I've been pondering this for a while and figured I'll ask. Does anyone have any idea how the crack would have developed without the lightening holes?
It seems like the crack would have occurred anyway. If so, wouldn't it eventually have the same result, even without the holes?
Or did the holes increase the likelihood of the crack starting?
Having an education in this as well as failure analysis back ground.
Short answer, Yes the drilled screw holes where they were are a problem.
Personally I never liked the screws in the spar caps. At least these spar caps. Wrong thing to do to a high stress region, but these do not rear their head often. To me the fastener should be into the web of the spar, or the cap increased to accept the disrupted load path. But that is generally just not truly necessary.
This area of the rear spar is one of the highest loaded sections of a Cub and has required reinforcement when utilized at higher gross weights.
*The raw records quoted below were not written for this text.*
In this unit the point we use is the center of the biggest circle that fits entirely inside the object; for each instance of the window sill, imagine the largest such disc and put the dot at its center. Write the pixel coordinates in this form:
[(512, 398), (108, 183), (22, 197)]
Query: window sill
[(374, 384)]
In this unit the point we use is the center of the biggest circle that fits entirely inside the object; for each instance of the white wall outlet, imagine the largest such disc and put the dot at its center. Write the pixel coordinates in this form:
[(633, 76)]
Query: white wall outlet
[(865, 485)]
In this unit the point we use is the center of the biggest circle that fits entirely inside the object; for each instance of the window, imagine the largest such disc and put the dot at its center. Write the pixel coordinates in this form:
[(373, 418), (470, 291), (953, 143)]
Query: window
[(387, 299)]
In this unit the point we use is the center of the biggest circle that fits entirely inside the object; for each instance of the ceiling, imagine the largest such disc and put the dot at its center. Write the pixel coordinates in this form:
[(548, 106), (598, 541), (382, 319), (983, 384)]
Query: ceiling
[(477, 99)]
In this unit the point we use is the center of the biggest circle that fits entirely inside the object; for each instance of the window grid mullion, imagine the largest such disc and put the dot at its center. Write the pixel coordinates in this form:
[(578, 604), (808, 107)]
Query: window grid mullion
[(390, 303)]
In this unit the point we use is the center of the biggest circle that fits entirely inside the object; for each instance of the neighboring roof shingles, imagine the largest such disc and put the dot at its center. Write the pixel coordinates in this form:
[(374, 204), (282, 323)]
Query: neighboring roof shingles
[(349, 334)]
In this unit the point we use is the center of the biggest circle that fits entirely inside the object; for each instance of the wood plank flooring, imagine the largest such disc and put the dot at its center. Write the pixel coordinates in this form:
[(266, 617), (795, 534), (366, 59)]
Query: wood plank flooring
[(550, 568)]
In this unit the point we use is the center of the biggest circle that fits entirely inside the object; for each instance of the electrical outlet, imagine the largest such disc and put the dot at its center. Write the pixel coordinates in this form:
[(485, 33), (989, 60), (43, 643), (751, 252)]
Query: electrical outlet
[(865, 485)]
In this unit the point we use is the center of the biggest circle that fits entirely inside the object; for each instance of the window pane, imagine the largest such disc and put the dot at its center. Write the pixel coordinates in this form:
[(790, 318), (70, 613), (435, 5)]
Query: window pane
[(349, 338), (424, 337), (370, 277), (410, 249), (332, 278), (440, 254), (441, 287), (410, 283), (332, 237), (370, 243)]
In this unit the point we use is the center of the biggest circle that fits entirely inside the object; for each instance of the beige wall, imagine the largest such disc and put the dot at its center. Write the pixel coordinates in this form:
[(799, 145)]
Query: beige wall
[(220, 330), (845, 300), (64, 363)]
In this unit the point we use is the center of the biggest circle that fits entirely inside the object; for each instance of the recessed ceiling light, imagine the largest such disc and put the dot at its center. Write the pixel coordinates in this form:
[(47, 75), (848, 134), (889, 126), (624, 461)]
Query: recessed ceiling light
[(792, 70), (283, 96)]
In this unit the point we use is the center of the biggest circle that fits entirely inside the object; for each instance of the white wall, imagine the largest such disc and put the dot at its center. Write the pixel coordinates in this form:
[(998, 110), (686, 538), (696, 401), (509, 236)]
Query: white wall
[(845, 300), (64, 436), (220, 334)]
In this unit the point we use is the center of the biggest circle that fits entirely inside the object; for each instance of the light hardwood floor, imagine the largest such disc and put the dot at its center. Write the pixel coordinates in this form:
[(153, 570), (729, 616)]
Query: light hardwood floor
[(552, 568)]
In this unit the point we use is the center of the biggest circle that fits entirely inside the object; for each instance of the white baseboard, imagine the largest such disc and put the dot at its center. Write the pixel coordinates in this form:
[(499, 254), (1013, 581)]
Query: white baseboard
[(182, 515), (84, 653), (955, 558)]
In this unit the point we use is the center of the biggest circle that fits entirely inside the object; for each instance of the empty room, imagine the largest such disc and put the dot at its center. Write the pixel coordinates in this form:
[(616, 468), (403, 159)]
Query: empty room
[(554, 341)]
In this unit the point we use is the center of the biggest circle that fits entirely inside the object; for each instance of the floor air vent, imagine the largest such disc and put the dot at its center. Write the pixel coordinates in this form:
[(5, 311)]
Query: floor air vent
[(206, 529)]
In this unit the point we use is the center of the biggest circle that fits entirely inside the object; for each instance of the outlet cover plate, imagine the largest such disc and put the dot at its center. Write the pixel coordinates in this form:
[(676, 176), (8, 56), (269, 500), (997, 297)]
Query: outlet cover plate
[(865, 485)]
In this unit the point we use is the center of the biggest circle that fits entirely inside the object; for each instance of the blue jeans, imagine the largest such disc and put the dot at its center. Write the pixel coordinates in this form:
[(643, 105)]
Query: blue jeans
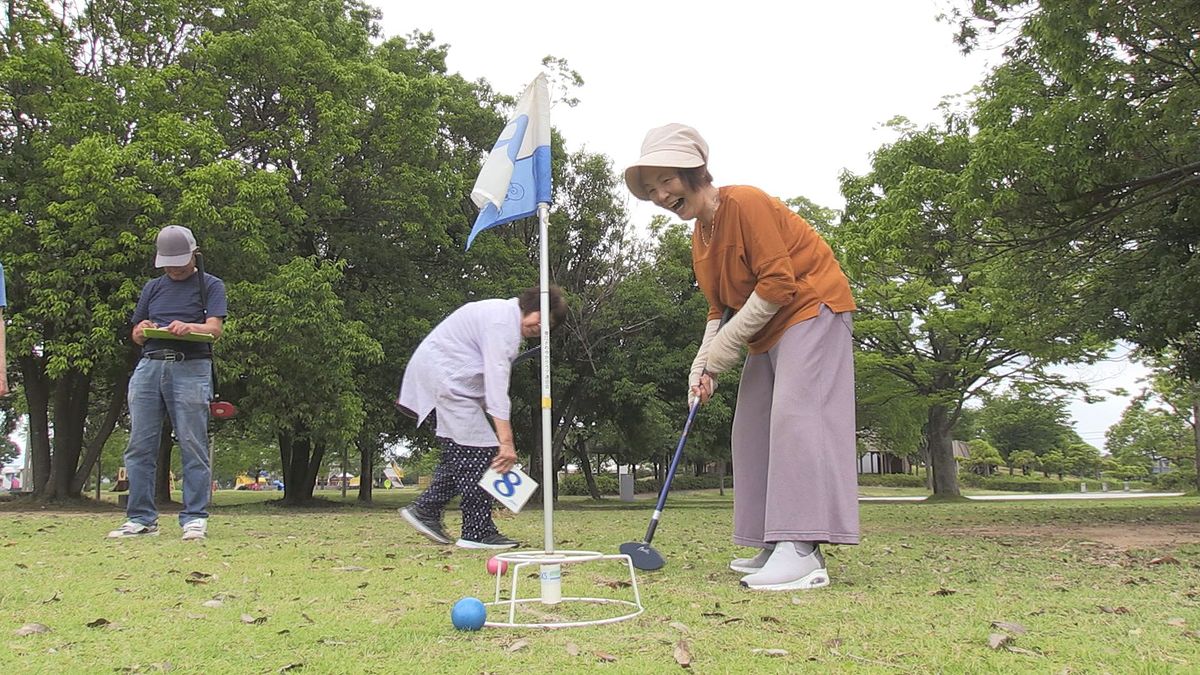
[(181, 389)]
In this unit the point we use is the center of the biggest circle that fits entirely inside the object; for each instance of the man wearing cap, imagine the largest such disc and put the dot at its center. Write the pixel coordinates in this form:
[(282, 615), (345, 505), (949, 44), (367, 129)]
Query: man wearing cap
[(174, 376), (4, 359), (793, 426)]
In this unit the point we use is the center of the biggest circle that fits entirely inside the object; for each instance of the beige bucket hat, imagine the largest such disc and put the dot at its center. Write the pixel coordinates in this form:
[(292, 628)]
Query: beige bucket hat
[(675, 145)]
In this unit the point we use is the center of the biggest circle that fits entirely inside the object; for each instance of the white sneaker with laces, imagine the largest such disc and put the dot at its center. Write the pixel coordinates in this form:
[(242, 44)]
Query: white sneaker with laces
[(133, 530), (751, 565), (195, 530), (789, 569)]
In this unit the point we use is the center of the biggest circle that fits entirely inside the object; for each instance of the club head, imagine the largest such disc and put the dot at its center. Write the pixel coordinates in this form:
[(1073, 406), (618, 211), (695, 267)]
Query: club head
[(642, 555)]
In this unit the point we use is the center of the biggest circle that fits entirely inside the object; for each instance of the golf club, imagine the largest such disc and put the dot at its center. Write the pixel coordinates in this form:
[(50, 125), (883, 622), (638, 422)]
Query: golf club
[(642, 554)]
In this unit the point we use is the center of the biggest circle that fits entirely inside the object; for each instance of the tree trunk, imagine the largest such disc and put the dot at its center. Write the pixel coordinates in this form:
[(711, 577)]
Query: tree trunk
[(366, 472), (1195, 431), (301, 460), (941, 453), (115, 406), (70, 413), (162, 472), (37, 395), (581, 453)]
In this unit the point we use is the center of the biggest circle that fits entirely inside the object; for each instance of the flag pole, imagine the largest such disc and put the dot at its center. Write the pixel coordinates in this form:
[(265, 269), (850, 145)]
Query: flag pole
[(551, 573), (547, 467)]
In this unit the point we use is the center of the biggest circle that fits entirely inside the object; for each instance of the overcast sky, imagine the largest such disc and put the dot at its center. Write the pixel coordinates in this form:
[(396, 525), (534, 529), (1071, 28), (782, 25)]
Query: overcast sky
[(787, 94)]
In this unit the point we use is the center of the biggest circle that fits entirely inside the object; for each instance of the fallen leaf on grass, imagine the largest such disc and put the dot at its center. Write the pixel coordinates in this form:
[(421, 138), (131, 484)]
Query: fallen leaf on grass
[(517, 645), (683, 653)]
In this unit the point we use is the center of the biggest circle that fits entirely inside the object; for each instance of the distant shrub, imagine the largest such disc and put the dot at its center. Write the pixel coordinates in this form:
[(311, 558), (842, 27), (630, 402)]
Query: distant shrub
[(607, 484), (1176, 481), (891, 481)]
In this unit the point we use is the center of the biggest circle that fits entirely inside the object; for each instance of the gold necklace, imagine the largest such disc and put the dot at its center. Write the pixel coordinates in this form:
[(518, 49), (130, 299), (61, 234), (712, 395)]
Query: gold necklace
[(712, 233)]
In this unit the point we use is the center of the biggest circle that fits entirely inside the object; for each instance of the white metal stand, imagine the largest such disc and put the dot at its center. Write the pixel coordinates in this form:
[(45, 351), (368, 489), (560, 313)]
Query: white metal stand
[(519, 561)]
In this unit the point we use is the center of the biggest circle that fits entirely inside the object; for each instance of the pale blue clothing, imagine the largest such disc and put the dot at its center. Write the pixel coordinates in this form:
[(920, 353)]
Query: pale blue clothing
[(462, 369), (183, 390)]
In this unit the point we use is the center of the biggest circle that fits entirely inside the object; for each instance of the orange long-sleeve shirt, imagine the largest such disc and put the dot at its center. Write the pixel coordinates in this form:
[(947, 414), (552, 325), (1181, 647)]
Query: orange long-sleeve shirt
[(759, 244)]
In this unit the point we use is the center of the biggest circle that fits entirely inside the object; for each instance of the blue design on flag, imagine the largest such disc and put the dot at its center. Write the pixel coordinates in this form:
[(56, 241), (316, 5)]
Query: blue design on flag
[(516, 175)]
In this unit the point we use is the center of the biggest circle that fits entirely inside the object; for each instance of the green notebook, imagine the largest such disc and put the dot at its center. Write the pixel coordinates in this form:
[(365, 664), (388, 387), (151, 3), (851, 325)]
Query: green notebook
[(163, 334)]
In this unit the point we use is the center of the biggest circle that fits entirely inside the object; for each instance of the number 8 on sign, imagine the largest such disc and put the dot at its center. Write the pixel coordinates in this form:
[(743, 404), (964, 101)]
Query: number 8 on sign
[(511, 489), (507, 485)]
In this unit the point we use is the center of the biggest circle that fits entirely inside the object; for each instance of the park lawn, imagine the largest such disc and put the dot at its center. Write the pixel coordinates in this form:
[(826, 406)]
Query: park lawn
[(1105, 586)]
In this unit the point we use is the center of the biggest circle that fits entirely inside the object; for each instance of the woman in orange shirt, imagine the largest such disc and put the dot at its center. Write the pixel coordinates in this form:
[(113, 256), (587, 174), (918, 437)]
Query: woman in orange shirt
[(793, 429)]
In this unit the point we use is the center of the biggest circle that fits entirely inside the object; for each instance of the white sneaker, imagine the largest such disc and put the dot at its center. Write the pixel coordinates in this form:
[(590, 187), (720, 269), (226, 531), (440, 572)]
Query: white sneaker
[(133, 530), (751, 565), (196, 530), (787, 569)]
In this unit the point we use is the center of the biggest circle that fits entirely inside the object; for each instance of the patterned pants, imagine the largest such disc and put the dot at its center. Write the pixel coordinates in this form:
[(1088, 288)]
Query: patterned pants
[(459, 473)]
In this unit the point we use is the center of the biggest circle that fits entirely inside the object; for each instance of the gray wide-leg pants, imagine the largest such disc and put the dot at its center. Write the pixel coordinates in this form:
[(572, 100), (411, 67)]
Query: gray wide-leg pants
[(795, 475)]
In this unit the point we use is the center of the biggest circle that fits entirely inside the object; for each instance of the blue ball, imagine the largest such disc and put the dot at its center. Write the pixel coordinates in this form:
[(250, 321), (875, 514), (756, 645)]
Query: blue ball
[(468, 614)]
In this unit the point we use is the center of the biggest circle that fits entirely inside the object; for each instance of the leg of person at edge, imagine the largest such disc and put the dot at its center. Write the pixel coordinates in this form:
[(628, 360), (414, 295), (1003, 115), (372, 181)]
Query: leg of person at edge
[(174, 377), (793, 426), (459, 376)]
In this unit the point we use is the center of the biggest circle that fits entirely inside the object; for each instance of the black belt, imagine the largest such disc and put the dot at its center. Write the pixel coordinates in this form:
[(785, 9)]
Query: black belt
[(171, 356)]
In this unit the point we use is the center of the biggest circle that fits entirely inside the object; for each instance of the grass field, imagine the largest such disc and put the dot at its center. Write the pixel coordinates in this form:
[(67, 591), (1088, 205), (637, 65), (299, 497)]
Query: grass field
[(1104, 586)]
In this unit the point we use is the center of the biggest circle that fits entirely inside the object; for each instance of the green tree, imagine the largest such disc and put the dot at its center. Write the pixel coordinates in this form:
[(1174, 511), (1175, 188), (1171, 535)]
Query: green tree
[(295, 354), (93, 167), (983, 458), (1092, 156), (1025, 418), (1146, 434), (935, 311), (1023, 459)]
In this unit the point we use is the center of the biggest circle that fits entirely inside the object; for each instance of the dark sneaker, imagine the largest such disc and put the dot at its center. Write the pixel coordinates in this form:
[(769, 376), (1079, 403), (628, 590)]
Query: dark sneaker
[(133, 530), (490, 542), (429, 526)]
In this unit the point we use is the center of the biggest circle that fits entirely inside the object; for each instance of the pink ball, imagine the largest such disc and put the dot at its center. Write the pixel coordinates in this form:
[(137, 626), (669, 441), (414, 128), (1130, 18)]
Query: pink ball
[(497, 566)]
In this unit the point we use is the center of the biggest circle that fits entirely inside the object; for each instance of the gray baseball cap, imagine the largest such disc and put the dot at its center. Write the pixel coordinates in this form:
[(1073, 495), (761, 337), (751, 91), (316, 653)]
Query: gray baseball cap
[(175, 246)]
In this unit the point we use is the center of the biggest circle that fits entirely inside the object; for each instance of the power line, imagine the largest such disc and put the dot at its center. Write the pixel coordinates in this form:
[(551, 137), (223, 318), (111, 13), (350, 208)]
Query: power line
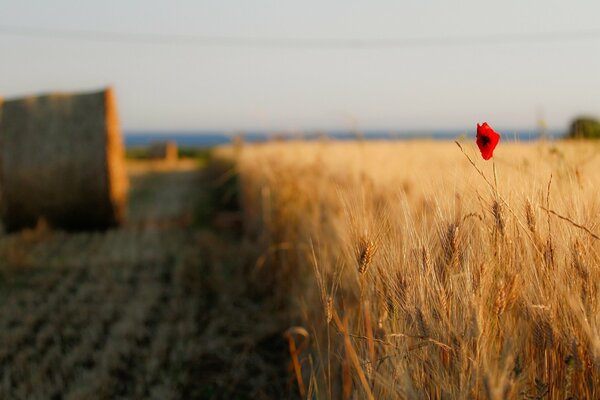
[(295, 42)]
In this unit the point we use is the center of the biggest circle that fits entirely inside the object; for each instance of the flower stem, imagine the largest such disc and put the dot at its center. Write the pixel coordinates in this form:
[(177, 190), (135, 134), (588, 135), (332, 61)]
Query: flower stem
[(495, 178)]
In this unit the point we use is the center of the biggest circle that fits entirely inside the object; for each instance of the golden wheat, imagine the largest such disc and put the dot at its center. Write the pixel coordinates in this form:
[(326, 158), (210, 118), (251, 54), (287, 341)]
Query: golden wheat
[(456, 294)]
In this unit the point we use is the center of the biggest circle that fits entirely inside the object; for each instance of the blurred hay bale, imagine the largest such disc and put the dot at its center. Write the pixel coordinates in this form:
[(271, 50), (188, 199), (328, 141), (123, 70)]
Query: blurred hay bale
[(166, 151), (62, 160)]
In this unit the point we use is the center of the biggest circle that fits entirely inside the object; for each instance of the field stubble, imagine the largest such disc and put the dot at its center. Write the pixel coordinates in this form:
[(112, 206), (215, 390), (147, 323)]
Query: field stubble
[(157, 309), (413, 279)]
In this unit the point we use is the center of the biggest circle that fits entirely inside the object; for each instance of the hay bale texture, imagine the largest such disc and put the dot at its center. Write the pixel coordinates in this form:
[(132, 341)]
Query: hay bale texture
[(62, 160)]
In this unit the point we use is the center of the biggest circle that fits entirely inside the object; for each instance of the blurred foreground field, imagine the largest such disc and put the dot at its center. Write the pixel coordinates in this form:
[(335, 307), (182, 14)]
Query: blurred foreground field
[(411, 276), (156, 309), (319, 270)]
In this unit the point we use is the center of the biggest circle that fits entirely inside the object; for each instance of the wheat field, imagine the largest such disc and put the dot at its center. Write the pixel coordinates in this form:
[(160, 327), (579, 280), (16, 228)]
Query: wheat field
[(413, 271)]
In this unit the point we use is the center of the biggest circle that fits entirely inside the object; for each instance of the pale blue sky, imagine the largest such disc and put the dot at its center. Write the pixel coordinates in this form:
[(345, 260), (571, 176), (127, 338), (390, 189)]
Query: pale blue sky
[(189, 87)]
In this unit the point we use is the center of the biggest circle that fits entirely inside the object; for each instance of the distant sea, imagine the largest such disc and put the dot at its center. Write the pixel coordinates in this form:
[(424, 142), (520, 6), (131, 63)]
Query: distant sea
[(202, 139)]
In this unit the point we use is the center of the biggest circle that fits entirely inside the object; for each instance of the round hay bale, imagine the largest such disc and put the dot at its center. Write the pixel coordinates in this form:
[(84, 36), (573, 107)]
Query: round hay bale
[(62, 160)]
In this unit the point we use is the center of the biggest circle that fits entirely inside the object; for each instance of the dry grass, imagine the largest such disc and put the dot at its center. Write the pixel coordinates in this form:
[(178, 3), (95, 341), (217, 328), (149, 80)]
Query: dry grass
[(158, 309), (414, 279)]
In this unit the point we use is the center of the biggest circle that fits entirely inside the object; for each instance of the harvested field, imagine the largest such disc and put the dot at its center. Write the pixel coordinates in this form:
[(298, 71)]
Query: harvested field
[(156, 309)]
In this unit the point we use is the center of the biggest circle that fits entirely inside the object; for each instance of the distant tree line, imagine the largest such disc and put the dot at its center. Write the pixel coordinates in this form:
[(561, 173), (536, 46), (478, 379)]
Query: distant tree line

This has been known for a long time and is accepted practice.
Now to me, someone comes along and wants to build a light Cub, and with little to no experience in material properties or stress analysis decides to lighten one of the highest stress regions of the structure.
He lightened a region the factory adds reinforcement too.
In this case, having a screw hole lined up with the greatly reduced cross section of the spar is a guarantee of failure. Had the screws been in the region of full web, between the added holes, maybe it would not have failed at the loading it did. Or as soon as it did in the count of stress cycles.
In engineering logic, if you are going to remove material from the spar web, do so in reduced load regions, particularly bending loads. These would be outer span of the structure and with smaller holes on the inner span, but just not in the region of the highest load, the strut attachments.
And the case in hand here, do not add stress risers in the weakest spots.
And yes, I expect these spars would have failed in time.